School of Education faculty member Brian Burt has been honored by one of his alma maters with an alumni achievement award.
Burt was presented with the Neal-Marshall Alumni Club Alumni Achievement Award from Indiana University over the weekend. Burt is an associate professor in the Department of Educational Leadership and Policy Analysis and director and chief research scientist with Wisconsin’s Equity and Inclusion Laboratory (Wei LAB).
According to Indiana University, the Neal-Marshall Alumni Club Alumni Achievement Award is designed to recognize lifetime accomplishments of Indiana University alumni for their body of work as professionals. Recipients of the award must have a history of community service or philanthropic practices, exemplify moral character that reflects proudly on the university and the community, and have a track record of outreach to IU students, aspiring professionals, or community youth.
The Neal-Marshall Alumni Club was founded to meet the needs of IU African-American alumni and is named for the first African-American male and female graduates of Indiana University, Marcellus Neal and Frances Marshall.
Burt earned his bachelor’s degree in secondary education from Indiana University in 2004. In his acceptance speech, Burt said he was humbled by the acknowledgement.
“In reflecting on this award, it is very clear to me that it is much less about me and more of a testament to how a loving village wrapped their arms around a short, skinny, nerdy, shy — yet very inquisitive — and at times lonely, out-of-state student,” he said. “It was at IU that I began finding my voice. It was at IU that I learned what building true lasting friendships could look like. It was at IU that I learned what it meant to mentor others, because of the countless mentors who modeled it for me!”
Burt was nominated for the honor by fellow alumnus Shontrai Irving. Irving was a graduate student mentor while Burt was an undergraduate student and now works as a lawyer and clinical associate professor of business law at Purdue University Northwest.
Burt has received numerous awards recognizing his excellence in research, including the National Academy of Education/Spencer Postdoctoral Fellowship and National Science Foundation Early CAREER Award. He recently received an H.I. Romnes Fellowship from UW–Madison, which recognizes faculty with exceptional research contributions within their first six years from promotion to a tenured position.
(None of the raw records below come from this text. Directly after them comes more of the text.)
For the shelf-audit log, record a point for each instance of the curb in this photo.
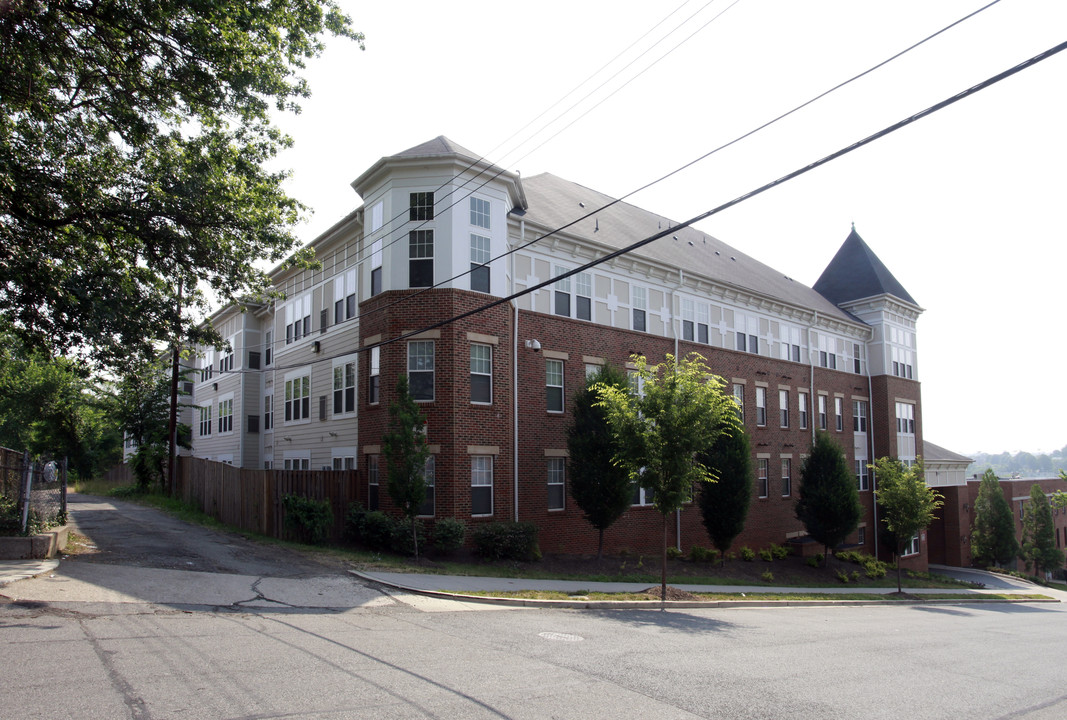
(682, 605)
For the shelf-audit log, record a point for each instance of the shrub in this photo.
(377, 530)
(507, 541)
(309, 518)
(448, 534)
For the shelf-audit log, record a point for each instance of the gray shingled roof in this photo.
(555, 202)
(937, 453)
(856, 272)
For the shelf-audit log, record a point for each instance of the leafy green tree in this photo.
(600, 486)
(828, 502)
(907, 504)
(671, 417)
(723, 504)
(134, 139)
(992, 536)
(407, 452)
(1039, 533)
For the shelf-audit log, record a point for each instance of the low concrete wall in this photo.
(46, 545)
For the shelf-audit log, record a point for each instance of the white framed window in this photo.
(481, 373)
(859, 416)
(298, 396)
(583, 296)
(344, 385)
(205, 425)
(420, 206)
(640, 298)
(554, 385)
(479, 212)
(226, 414)
(479, 262)
(429, 476)
(420, 258)
(561, 292)
(557, 490)
(481, 485)
(345, 297)
(420, 369)
(375, 376)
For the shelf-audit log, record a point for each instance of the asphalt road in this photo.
(104, 639)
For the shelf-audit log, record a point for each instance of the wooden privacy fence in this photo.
(251, 499)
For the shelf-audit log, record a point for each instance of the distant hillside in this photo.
(1023, 464)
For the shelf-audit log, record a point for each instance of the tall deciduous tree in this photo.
(725, 504)
(908, 506)
(992, 536)
(600, 486)
(662, 427)
(1039, 533)
(829, 502)
(407, 452)
(133, 143)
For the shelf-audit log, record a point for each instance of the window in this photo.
(429, 476)
(345, 387)
(298, 398)
(226, 415)
(479, 212)
(420, 258)
(421, 206)
(911, 547)
(640, 306)
(583, 296)
(481, 484)
(479, 262)
(481, 373)
(298, 318)
(375, 376)
(561, 293)
(859, 415)
(554, 385)
(345, 297)
(556, 489)
(371, 482)
(420, 369)
(739, 399)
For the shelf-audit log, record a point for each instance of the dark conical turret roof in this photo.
(856, 272)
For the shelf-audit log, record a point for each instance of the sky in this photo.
(965, 207)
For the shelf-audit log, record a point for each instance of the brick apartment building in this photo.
(307, 381)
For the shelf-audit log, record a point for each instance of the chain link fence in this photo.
(32, 493)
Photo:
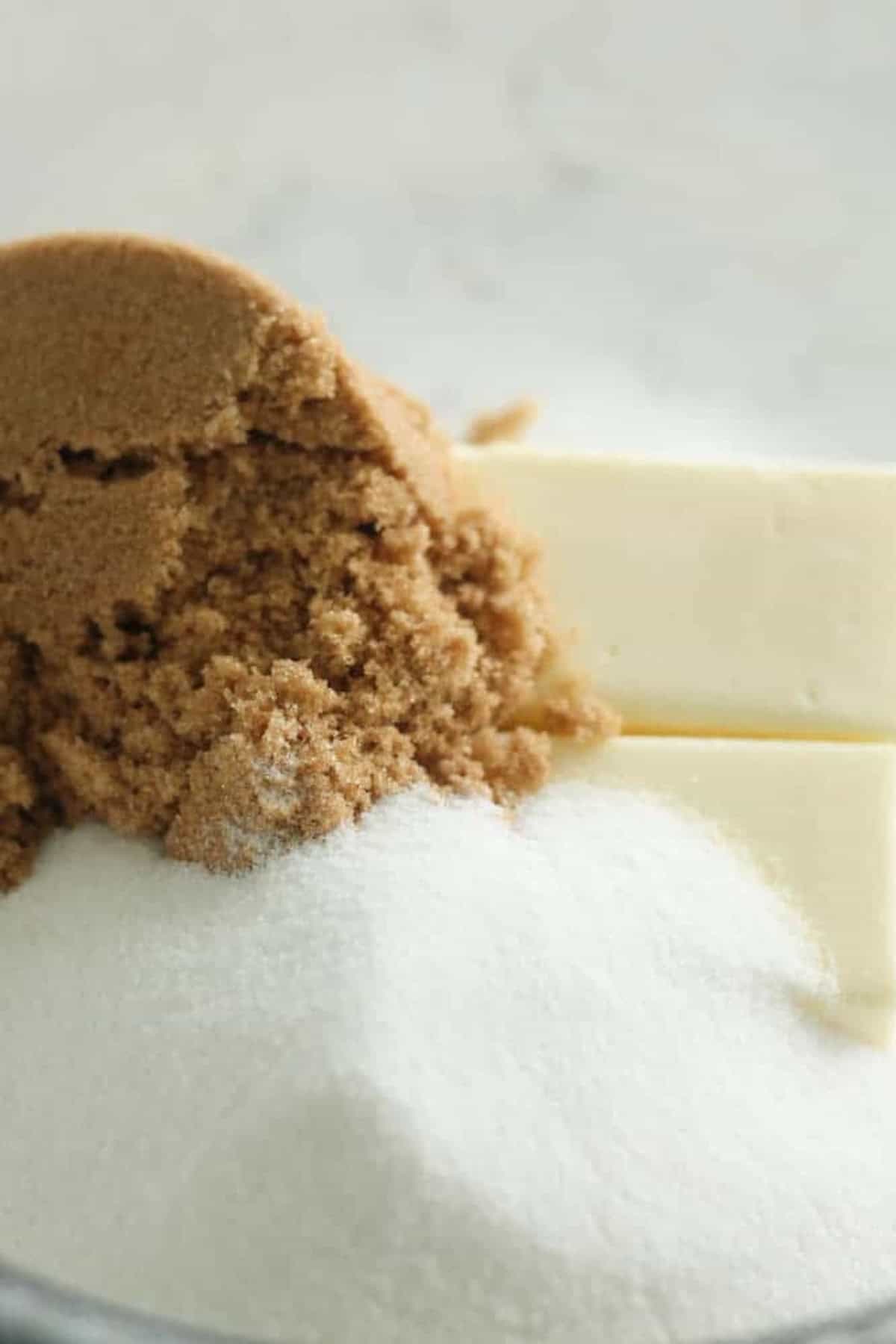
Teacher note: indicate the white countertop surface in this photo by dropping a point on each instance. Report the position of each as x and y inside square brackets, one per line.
[675, 223]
Burt’s research uses qualitative methodological approaches to study the experience of graduate students and the institutional policies and practices that influence students’ pathways. His current research falls into two strands: understanding team-based research experiences and exploring the experiences of underrepresented graduate students of color in engineering. His most recent publication, a collaboration with his own doctoral student mentees, published in the Journal of Women and Minorities in Science and Engineering, illuminates some factors that influence Black men to pursue higher education in science, technology, engineering, and math (STEM).